Share

Bab 10

Lio tidak menyadari kehadiranku. Dia menatap tajam buku gambar. Pensil warna biru sudah ada di genggaman, tetapi dia seolah-olah belum berniat mengarsirkannya di lembar putih polos. Mungkin saja dia tengah bingung apa yang hendak dilukis di sana.

Aku berdiri terpaku di ruang tengah rumah Mbak Ajeng, menatap nanar ke arah anak itu. Tanpa sadar kuremas perut. Ingatan akan bayi yang pernah bergerak aktif di dalam sini, membuat degup jantung terpacu. Ada yang terasa sesak di dada—yang kemudian menstimulasi mata untuk membuat bendungan hangat.

Sejenak, aku merasa Tuhan pilih kasih.
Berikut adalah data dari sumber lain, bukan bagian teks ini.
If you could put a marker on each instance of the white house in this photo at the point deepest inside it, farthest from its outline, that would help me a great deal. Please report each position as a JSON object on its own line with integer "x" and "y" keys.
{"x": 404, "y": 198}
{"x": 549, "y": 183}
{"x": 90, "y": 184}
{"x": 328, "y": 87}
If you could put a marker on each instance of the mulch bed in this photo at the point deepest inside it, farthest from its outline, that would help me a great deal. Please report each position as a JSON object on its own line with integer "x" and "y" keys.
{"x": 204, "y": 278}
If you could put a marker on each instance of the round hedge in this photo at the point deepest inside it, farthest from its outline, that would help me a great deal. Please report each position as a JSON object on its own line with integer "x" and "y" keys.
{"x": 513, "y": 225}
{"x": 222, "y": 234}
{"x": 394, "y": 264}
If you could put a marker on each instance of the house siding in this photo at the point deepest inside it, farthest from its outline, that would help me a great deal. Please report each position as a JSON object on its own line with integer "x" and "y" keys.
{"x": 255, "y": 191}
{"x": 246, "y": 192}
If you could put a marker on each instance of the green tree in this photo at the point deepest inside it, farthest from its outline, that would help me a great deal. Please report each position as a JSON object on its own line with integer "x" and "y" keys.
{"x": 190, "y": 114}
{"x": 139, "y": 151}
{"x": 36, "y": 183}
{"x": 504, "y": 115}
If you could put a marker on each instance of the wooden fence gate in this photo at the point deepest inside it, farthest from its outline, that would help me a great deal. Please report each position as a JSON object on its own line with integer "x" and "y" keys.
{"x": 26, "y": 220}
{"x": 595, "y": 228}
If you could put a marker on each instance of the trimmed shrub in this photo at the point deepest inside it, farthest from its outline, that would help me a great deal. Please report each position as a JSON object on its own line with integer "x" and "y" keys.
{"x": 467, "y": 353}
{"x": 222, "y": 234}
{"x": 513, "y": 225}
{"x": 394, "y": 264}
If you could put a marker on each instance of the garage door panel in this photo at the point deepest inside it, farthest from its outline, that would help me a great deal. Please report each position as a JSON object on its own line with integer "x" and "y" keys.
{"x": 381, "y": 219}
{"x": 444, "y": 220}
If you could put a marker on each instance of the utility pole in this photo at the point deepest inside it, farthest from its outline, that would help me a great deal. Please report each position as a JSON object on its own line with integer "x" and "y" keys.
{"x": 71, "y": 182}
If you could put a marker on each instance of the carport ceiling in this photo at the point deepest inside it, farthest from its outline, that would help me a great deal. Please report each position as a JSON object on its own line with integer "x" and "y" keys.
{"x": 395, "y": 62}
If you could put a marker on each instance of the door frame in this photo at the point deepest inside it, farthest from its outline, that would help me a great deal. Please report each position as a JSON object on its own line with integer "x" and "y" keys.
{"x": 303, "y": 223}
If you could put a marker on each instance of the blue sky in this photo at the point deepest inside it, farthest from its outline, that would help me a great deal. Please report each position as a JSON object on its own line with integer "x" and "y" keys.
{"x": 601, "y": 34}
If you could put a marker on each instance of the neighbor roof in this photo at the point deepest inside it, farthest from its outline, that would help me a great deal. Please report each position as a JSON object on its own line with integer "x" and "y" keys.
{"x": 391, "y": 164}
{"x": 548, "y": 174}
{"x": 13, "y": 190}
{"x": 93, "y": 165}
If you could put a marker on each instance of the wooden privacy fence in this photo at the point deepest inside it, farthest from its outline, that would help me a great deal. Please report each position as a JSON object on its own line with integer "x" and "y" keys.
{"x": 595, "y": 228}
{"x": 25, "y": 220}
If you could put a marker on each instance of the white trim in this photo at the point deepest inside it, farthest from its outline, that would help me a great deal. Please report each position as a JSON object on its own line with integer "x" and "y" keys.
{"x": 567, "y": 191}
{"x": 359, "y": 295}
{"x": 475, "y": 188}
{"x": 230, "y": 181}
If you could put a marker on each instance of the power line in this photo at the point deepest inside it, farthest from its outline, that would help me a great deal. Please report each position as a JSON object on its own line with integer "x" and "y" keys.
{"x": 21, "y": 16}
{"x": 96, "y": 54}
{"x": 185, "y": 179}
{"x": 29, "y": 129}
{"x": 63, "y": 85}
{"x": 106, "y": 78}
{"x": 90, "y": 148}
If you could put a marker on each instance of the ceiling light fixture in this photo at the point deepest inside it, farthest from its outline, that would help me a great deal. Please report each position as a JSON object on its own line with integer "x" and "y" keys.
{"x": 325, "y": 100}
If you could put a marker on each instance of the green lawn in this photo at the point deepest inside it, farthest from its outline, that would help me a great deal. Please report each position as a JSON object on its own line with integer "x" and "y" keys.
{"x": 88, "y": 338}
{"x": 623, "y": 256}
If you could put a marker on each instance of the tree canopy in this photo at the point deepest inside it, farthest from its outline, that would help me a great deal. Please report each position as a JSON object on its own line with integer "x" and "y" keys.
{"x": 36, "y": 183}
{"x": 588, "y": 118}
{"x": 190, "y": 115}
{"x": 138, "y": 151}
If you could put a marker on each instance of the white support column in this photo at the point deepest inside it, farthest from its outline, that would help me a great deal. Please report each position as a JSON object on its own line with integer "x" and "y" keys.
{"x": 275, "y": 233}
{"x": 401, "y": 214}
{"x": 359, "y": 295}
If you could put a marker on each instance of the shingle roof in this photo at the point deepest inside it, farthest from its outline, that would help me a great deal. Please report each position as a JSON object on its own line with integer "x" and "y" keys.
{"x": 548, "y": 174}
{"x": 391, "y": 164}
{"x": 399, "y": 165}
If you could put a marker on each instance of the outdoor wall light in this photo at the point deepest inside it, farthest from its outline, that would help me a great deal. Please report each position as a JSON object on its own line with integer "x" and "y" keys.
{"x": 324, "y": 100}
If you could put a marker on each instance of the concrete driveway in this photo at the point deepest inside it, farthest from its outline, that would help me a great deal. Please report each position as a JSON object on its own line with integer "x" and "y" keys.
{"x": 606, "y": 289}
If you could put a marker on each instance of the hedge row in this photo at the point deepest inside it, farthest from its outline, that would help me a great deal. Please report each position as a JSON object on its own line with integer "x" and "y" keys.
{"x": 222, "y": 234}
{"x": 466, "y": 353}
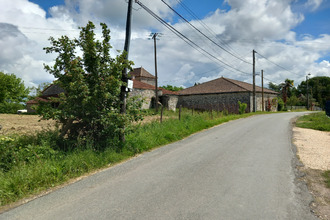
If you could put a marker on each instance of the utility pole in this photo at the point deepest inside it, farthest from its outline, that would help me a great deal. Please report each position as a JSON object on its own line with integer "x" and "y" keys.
{"x": 124, "y": 77}
{"x": 254, "y": 81}
{"x": 154, "y": 37}
{"x": 262, "y": 90}
{"x": 307, "y": 91}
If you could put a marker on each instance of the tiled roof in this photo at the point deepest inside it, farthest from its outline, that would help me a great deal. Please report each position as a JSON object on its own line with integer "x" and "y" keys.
{"x": 222, "y": 85}
{"x": 37, "y": 100}
{"x": 141, "y": 85}
{"x": 141, "y": 72}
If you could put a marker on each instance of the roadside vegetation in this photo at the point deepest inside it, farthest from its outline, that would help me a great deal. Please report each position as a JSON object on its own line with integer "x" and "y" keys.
{"x": 317, "y": 121}
{"x": 30, "y": 164}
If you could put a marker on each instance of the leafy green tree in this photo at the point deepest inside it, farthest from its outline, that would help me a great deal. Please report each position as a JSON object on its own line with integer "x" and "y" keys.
{"x": 12, "y": 93}
{"x": 172, "y": 88}
{"x": 89, "y": 109}
{"x": 286, "y": 89}
{"x": 318, "y": 88}
{"x": 274, "y": 87}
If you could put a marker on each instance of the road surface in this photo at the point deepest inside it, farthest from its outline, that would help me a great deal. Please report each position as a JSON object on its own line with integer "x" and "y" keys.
{"x": 244, "y": 169}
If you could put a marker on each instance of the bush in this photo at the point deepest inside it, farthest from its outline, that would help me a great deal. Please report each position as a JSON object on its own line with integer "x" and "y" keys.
{"x": 89, "y": 110}
{"x": 10, "y": 108}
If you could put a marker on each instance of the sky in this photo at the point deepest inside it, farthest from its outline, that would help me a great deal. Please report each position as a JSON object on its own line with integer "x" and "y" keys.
{"x": 291, "y": 37}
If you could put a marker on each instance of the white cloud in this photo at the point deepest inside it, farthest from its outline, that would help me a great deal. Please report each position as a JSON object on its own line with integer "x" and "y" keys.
{"x": 313, "y": 5}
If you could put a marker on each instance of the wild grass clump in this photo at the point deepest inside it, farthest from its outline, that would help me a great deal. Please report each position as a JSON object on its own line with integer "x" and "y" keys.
{"x": 317, "y": 121}
{"x": 326, "y": 176}
{"x": 30, "y": 164}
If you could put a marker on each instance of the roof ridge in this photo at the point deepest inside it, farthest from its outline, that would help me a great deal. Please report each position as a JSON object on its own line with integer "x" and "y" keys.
{"x": 230, "y": 80}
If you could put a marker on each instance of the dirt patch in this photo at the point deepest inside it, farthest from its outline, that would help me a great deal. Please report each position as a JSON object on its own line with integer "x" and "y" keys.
{"x": 313, "y": 150}
{"x": 23, "y": 124}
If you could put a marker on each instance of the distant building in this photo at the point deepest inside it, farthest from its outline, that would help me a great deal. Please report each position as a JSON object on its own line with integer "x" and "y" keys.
{"x": 223, "y": 94}
{"x": 142, "y": 75}
{"x": 143, "y": 86}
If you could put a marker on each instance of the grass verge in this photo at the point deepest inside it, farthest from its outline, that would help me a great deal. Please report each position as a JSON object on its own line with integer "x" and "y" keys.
{"x": 317, "y": 121}
{"x": 32, "y": 164}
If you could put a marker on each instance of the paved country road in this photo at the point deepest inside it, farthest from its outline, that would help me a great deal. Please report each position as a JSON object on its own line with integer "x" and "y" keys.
{"x": 244, "y": 169}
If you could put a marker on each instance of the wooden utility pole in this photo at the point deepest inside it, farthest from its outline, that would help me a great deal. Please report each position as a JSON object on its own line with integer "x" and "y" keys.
{"x": 154, "y": 37}
{"x": 307, "y": 93}
{"x": 254, "y": 81}
{"x": 124, "y": 77}
{"x": 262, "y": 90}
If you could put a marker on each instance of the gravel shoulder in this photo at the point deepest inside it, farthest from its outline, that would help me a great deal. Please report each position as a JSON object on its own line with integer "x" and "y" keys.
{"x": 313, "y": 150}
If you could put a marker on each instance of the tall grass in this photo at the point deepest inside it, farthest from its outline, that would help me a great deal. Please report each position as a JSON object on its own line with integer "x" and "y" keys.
{"x": 316, "y": 121}
{"x": 31, "y": 164}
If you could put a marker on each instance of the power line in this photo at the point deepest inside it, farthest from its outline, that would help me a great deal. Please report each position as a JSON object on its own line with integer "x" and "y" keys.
{"x": 276, "y": 64}
{"x": 199, "y": 31}
{"x": 203, "y": 24}
{"x": 186, "y": 39}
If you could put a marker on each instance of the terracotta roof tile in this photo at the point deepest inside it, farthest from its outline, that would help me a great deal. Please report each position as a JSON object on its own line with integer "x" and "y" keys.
{"x": 141, "y": 85}
{"x": 141, "y": 72}
{"x": 222, "y": 85}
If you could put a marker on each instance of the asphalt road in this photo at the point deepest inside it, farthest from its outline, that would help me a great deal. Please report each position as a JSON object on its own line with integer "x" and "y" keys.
{"x": 244, "y": 169}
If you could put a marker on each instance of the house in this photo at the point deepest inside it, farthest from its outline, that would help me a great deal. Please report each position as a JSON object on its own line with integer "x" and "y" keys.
{"x": 168, "y": 99}
{"x": 223, "y": 94}
{"x": 143, "y": 87}
{"x": 142, "y": 75}
{"x": 51, "y": 91}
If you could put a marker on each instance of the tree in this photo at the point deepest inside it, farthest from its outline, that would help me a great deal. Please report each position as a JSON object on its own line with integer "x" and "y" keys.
{"x": 172, "y": 88}
{"x": 89, "y": 109}
{"x": 274, "y": 87}
{"x": 318, "y": 88}
{"x": 12, "y": 93}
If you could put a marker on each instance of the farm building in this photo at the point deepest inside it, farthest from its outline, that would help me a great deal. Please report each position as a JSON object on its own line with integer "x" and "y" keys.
{"x": 143, "y": 87}
{"x": 223, "y": 94}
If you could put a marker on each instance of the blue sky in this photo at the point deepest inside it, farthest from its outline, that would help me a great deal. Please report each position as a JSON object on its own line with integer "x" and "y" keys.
{"x": 293, "y": 34}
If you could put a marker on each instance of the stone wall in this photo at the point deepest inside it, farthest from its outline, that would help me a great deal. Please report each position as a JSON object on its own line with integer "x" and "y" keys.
{"x": 170, "y": 101}
{"x": 148, "y": 97}
{"x": 267, "y": 98}
{"x": 218, "y": 102}
{"x": 144, "y": 94}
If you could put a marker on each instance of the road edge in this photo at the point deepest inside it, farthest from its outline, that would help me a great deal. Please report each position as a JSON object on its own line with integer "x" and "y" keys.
{"x": 303, "y": 194}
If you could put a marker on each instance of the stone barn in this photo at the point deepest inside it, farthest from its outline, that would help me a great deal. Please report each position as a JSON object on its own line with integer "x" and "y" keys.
{"x": 223, "y": 94}
{"x": 168, "y": 99}
{"x": 143, "y": 87}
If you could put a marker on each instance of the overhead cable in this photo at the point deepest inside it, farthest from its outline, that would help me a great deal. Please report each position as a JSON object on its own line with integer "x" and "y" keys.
{"x": 186, "y": 39}
{"x": 199, "y": 31}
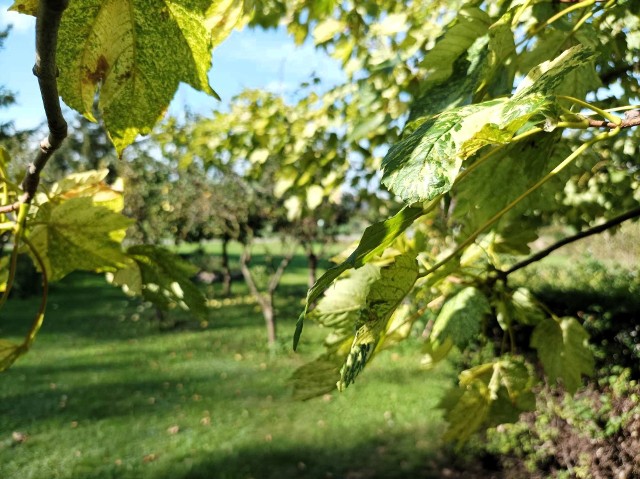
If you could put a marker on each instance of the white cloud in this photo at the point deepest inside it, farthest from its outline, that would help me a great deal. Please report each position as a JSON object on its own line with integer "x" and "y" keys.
{"x": 21, "y": 23}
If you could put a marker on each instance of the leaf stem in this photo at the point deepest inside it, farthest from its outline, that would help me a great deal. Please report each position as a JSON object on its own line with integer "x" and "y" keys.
{"x": 37, "y": 323}
{"x": 612, "y": 118}
{"x": 13, "y": 261}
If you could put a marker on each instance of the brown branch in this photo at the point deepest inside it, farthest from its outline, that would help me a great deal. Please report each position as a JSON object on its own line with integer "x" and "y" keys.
{"x": 248, "y": 276}
{"x": 570, "y": 239}
{"x": 614, "y": 74}
{"x": 47, "y": 26}
{"x": 277, "y": 275}
{"x": 627, "y": 122}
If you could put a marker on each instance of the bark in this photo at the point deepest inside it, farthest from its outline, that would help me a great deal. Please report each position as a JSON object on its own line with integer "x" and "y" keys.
{"x": 226, "y": 270}
{"x": 265, "y": 299}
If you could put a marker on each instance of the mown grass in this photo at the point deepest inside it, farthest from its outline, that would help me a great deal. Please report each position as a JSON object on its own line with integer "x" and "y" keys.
{"x": 108, "y": 392}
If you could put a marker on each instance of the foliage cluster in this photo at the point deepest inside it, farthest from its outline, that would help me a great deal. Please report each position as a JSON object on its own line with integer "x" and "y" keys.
{"x": 497, "y": 118}
{"x": 591, "y": 435}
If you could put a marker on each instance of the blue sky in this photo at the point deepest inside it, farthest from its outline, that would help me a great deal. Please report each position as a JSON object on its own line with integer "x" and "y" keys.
{"x": 247, "y": 59}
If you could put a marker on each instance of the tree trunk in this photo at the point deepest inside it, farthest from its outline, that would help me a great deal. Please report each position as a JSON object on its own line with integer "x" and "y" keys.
{"x": 313, "y": 268}
{"x": 269, "y": 313}
{"x": 226, "y": 271}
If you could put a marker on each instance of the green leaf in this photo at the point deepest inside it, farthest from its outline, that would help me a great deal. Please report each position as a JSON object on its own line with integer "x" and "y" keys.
{"x": 469, "y": 25}
{"x": 9, "y": 352}
{"x": 374, "y": 240}
{"x": 225, "y": 15}
{"x": 162, "y": 278}
{"x": 491, "y": 393}
{"x": 549, "y": 76}
{"x": 359, "y": 310}
{"x": 510, "y": 172}
{"x": 136, "y": 54}
{"x": 563, "y": 349}
{"x": 386, "y": 293}
{"x": 78, "y": 235}
{"x": 327, "y": 29}
{"x": 425, "y": 163}
{"x": 88, "y": 184}
{"x": 459, "y": 89}
{"x": 461, "y": 318}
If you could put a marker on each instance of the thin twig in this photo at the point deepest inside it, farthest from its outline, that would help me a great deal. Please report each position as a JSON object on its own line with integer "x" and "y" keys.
{"x": 570, "y": 239}
{"x": 625, "y": 123}
{"x": 45, "y": 68}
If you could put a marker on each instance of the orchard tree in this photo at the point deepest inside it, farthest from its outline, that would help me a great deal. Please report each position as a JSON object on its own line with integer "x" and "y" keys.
{"x": 496, "y": 117}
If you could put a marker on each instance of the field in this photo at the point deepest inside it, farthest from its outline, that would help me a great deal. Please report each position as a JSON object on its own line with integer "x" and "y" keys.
{"x": 109, "y": 392}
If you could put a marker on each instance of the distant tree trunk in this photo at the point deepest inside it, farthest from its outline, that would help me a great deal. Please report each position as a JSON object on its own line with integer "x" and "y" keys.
{"x": 312, "y": 260}
{"x": 226, "y": 270}
{"x": 265, "y": 299}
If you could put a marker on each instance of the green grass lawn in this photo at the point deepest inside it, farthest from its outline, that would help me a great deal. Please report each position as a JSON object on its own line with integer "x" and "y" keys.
{"x": 107, "y": 392}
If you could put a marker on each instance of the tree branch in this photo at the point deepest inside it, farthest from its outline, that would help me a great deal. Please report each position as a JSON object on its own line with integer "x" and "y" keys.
{"x": 627, "y": 122}
{"x": 277, "y": 275}
{"x": 45, "y": 68}
{"x": 570, "y": 239}
{"x": 248, "y": 277}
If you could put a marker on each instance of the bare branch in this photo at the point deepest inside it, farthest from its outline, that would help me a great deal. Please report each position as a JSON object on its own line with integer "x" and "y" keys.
{"x": 45, "y": 68}
{"x": 570, "y": 239}
{"x": 628, "y": 122}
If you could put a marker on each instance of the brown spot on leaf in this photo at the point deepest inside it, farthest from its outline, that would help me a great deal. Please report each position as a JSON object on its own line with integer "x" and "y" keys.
{"x": 100, "y": 71}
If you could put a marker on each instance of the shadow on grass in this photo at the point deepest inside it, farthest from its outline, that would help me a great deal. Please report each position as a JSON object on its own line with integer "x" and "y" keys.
{"x": 379, "y": 458}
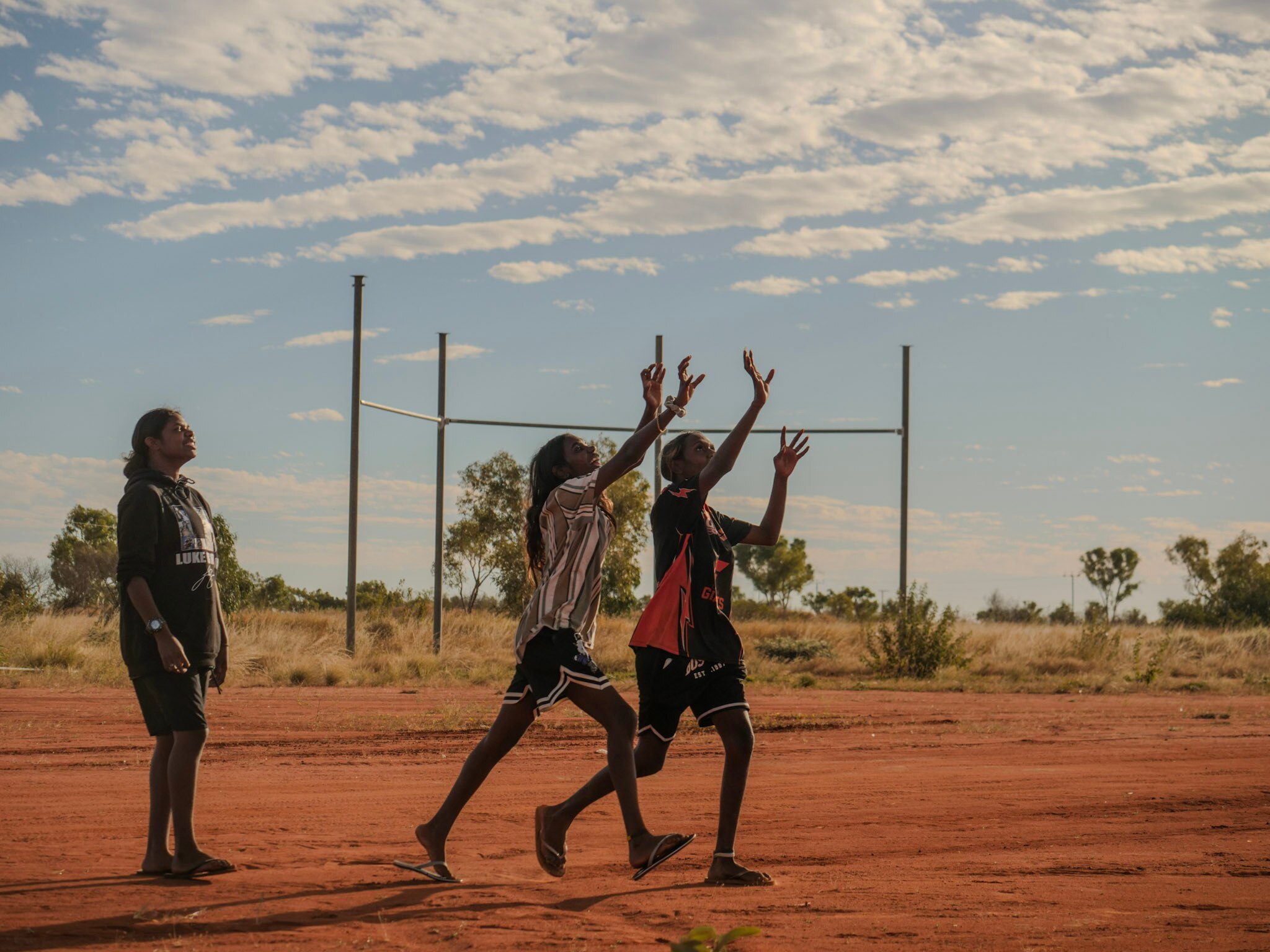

Kenapa Dia biarkan seorang anak seperti Lio kepayahan mengikuti arus dunia, sedangkan aku yang terlanjur menginginkan anak, harus rela kehilangan secara terpaksa.

“Kamu mau menyapa Lio dulu, atau langsung ke kamar Ajeng?” Dokter Pandri—yang menyusul langkahku setelah memarkir mobil—memberi penawaran.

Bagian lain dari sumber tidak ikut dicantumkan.